Statement of Cash Flows- In August 2016, the FASB issued Accounting Standards Update 2016-15 “Statement of Cash Flows” (Topic 230), which amends Topic 230 of the accounting standards codification (ASC) to add or clarify guidance on the classification of certain cash receipts and payments in the statement of cash flows. The standard addresses eight types of cash flows, some of which we believe could or will impact our financial statements upon adoption, including debt prepayment or debt extinguishment costs, contingent consideration payments made after a business combination, and proceeds from the settlement of insurance claims. Under the guidance, cash payments for debt prepayment or extinguishment costs must be classified as cash outflows from financing activities. Contingent consideration payments that were not made soon after a business combination must be separated and classified in operating and financing activities.
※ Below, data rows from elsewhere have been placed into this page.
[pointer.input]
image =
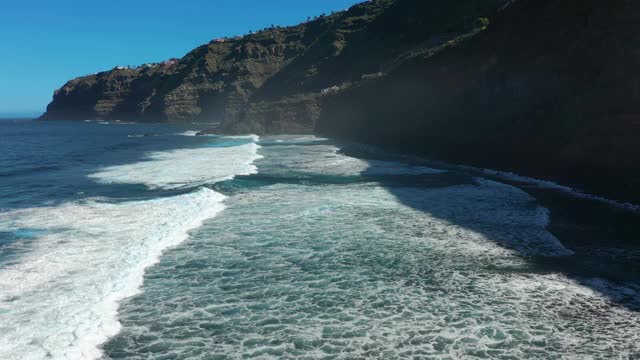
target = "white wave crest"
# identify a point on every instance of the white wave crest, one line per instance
(60, 301)
(184, 167)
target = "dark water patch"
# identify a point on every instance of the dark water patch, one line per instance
(14, 244)
(605, 240)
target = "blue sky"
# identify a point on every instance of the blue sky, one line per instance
(44, 43)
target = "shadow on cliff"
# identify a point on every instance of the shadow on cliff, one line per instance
(602, 240)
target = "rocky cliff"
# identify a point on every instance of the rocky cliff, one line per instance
(270, 81)
(551, 90)
(546, 88)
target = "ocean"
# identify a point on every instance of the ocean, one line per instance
(144, 241)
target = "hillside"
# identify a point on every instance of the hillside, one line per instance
(545, 88)
(270, 81)
(550, 90)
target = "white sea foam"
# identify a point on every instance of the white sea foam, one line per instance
(184, 167)
(545, 184)
(60, 301)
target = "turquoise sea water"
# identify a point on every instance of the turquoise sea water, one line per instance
(182, 247)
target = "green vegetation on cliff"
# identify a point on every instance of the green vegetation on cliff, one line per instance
(546, 88)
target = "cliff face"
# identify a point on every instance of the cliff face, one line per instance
(545, 88)
(270, 81)
(550, 89)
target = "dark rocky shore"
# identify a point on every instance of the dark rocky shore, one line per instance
(544, 88)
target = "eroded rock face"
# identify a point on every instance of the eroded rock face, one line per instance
(550, 90)
(209, 84)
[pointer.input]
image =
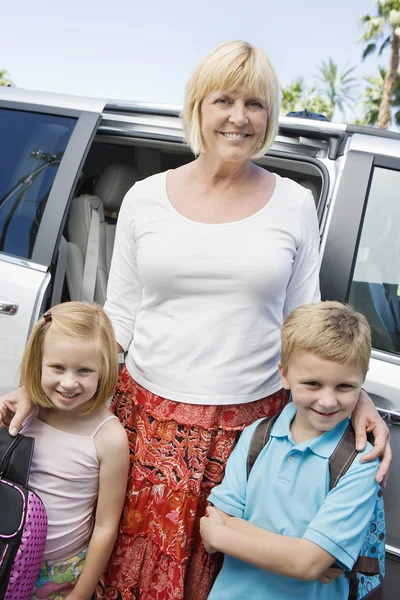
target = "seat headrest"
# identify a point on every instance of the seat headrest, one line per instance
(113, 184)
(309, 185)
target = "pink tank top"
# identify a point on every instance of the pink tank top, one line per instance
(65, 474)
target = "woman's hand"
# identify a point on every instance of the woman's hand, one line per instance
(14, 408)
(366, 419)
(330, 575)
(209, 526)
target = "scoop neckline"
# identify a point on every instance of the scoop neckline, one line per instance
(229, 223)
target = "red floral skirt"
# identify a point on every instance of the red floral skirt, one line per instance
(178, 453)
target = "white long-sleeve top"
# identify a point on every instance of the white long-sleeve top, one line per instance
(200, 305)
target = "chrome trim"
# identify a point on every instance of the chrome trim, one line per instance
(42, 100)
(152, 120)
(374, 144)
(389, 415)
(38, 302)
(385, 356)
(173, 110)
(392, 550)
(22, 262)
(8, 308)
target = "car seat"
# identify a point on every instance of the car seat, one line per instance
(91, 236)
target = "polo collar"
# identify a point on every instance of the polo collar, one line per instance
(322, 445)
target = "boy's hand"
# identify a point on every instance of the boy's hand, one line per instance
(209, 526)
(366, 419)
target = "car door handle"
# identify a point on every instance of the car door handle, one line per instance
(8, 308)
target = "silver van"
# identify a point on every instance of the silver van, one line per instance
(66, 163)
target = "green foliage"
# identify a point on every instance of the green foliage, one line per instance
(372, 98)
(339, 87)
(332, 89)
(378, 29)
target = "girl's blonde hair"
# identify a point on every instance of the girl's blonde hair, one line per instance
(80, 321)
(231, 66)
(330, 330)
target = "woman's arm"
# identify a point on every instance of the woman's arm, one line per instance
(284, 555)
(365, 419)
(113, 453)
(14, 409)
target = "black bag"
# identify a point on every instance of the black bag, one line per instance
(23, 519)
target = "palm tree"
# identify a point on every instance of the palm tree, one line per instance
(291, 96)
(295, 97)
(383, 30)
(372, 99)
(339, 87)
(4, 79)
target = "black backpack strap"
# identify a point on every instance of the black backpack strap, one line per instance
(342, 457)
(339, 463)
(259, 440)
(15, 457)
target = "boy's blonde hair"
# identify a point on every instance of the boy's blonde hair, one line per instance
(330, 330)
(80, 321)
(231, 66)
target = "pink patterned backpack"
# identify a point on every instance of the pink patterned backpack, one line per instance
(23, 520)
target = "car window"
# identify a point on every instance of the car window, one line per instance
(32, 146)
(375, 290)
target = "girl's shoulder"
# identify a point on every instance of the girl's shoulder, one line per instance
(109, 435)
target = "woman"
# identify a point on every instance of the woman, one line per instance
(208, 260)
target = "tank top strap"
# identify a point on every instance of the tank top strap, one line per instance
(100, 425)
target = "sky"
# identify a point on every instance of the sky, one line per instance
(146, 50)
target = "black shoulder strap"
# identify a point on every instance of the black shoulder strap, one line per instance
(259, 440)
(342, 457)
(15, 457)
(339, 463)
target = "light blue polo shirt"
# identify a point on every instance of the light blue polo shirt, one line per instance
(288, 493)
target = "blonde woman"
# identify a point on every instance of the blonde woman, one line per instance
(209, 259)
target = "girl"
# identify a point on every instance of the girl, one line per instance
(81, 457)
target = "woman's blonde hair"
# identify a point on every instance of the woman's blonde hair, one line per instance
(79, 321)
(330, 330)
(231, 66)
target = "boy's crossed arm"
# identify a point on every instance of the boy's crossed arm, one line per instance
(284, 555)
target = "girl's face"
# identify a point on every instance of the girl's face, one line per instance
(70, 371)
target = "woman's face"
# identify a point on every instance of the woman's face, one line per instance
(233, 124)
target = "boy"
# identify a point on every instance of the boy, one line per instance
(282, 528)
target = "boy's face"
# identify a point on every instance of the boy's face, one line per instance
(324, 392)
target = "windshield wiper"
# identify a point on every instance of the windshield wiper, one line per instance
(27, 180)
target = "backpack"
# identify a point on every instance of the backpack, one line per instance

Cash payments up to the amount of the contingent consideration liability recognized as of the acquisition dates, including any measurement-period adjustments, should be classified in financing activities, while any excess cash payments should be classified in operating activities. Cash proceeds from the settlement of insurance claims should be classified on the basis of the nature of the loss. The guidance is effective for fiscal years beginning after December 15, 2017, including interim periods within those years. Early adoption is permitted for all entities. Entities must apply the guidance retrospectively to all periods presented but may be applied prospectively if retrospective application would be impracticable. We do not anticipate this will have a material impact to our consolidated financial statements.